In all likelihood, the average American has heard of Stephen King and many have read his many works. But read his autobiography/writing manual, On Writing, and you’ll find that he’s more than just a writer of dark fiction.

King writes in a conversational tone and his personality shines right through the pages. Despite hissuccess, King never seems arrogant. He talks to the reader as one writer to another, even admitting that his methods may not work for all.

The book is short for a writing guide, considering that fully half of it discusses his life. This latter portion is a far cry from the standard, dry autobiography. King uses many elements of fiction as he conveys the story of his life, such as narration and flashbacks. Humorous incidents, such as the time King and his brother blew out the fuse of their apartment building, alternate with serious topics like his struggle with addiction.

The autobiographical section is filled with useful tidbits of advice and lessons that every writer can appreciate. King reveals how early stints as a janitor and a laundry cleaner inspired his writing. He says every character he creates is some part of himself, and that there is no magic formula for good writing. King also believes that writers can only be born, not made. But this shouldn’t discourage anyone because he also believes that almost everyone has adequate talent. The rest is a matter of hard work.

His advice on writing comes in the middle of the book, the “Toolbox”, as King calls it. His advice is simple, his tone is straightforward, and he makes it clear the Toolbox is a rough guide rather than an in-depth explanation.

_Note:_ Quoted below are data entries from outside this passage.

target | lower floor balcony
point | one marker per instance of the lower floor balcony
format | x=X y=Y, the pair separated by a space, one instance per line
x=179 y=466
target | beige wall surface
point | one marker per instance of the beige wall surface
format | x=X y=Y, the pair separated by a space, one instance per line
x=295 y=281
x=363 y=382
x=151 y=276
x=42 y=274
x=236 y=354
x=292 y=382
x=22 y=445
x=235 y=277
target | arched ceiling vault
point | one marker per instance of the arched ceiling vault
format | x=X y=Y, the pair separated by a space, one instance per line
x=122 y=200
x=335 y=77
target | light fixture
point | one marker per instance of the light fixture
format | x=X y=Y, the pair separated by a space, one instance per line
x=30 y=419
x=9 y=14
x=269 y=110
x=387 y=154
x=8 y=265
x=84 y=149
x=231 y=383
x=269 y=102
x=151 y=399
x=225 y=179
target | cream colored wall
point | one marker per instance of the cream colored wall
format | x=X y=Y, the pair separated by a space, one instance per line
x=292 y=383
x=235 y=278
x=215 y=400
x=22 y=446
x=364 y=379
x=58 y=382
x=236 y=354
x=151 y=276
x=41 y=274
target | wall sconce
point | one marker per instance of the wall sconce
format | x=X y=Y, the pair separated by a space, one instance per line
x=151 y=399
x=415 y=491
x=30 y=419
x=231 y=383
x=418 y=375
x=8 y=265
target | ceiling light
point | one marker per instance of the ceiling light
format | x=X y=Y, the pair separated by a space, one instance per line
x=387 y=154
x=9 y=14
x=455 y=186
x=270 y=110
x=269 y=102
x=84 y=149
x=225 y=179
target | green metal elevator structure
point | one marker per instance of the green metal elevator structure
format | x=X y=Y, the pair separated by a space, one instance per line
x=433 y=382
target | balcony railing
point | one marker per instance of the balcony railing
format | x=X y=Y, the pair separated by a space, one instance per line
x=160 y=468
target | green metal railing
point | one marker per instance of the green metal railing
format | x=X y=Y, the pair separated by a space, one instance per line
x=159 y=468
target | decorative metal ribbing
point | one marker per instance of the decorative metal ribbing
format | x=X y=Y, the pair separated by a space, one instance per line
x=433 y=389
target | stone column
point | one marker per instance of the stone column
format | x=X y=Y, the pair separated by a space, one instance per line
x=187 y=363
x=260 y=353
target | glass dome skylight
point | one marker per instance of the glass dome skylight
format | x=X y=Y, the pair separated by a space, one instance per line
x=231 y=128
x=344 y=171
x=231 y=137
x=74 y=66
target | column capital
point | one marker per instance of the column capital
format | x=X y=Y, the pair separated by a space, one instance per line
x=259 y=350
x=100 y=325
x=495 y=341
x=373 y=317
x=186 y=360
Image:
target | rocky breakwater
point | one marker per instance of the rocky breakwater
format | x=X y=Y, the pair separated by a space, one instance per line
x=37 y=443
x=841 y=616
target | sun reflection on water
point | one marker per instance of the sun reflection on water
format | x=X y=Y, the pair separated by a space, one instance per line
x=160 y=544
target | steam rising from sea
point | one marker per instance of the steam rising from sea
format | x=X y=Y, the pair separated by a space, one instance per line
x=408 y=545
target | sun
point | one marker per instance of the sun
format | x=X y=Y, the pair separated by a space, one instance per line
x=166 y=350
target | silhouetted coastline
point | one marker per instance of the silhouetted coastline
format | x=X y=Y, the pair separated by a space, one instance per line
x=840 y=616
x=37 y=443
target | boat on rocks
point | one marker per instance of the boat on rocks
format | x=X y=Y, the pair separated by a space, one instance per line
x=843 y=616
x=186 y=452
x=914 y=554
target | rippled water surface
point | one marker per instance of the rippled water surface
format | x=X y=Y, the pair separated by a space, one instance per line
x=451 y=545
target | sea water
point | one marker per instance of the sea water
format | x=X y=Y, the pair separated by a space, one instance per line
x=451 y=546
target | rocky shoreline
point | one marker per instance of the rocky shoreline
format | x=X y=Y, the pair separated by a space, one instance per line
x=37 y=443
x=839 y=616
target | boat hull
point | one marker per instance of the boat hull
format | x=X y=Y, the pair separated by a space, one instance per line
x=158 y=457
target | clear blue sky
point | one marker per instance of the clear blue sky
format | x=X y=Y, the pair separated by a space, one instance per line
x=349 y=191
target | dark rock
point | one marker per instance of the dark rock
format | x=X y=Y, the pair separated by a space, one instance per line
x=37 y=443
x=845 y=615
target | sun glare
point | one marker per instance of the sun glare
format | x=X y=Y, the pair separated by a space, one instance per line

The toolbox metaphor is particularly apt for King’s down to earth approach to writing. On the top shelf of the toolbox should be the common tools such as vocabulary and grammar. On the next level, he places style and paragraph structure. At the very bottom is the synthesis of all these aspects along with more technical skills developed over time.

He reveals that he “writes the first draft with the door closed and writes the second with the door open,” that “a story is a fossil you must uncover slowly,” and that he avoids plotting a novel. Instead, he puts his characters into a situation and sits back, allowing them to struggle through on their own. Of course, as King himself states, this will not work for everyone. It is simply the way he writes. But his most important commandment is that you read and write a lot. Only through reading will you be able to develop a feel for the language and only through writing and applying what you learned will you improve.

The last section is yet another look into King’s life but he talks no more about his childhood or battles with drugs. Instead, he discusses a battle of a different kind: his fight to live and write again after being hit by a car.

King chronicles the excruciating process of recovery and how writing helped him to move on with his life. In the end, this story of perseverance, pain, and success is less about the writing process and more about the will to pick up a pen despite all adversity. In King’s story, struggling writers may find inspiration but failing that, they will still find an entertaining read that just might stick with them.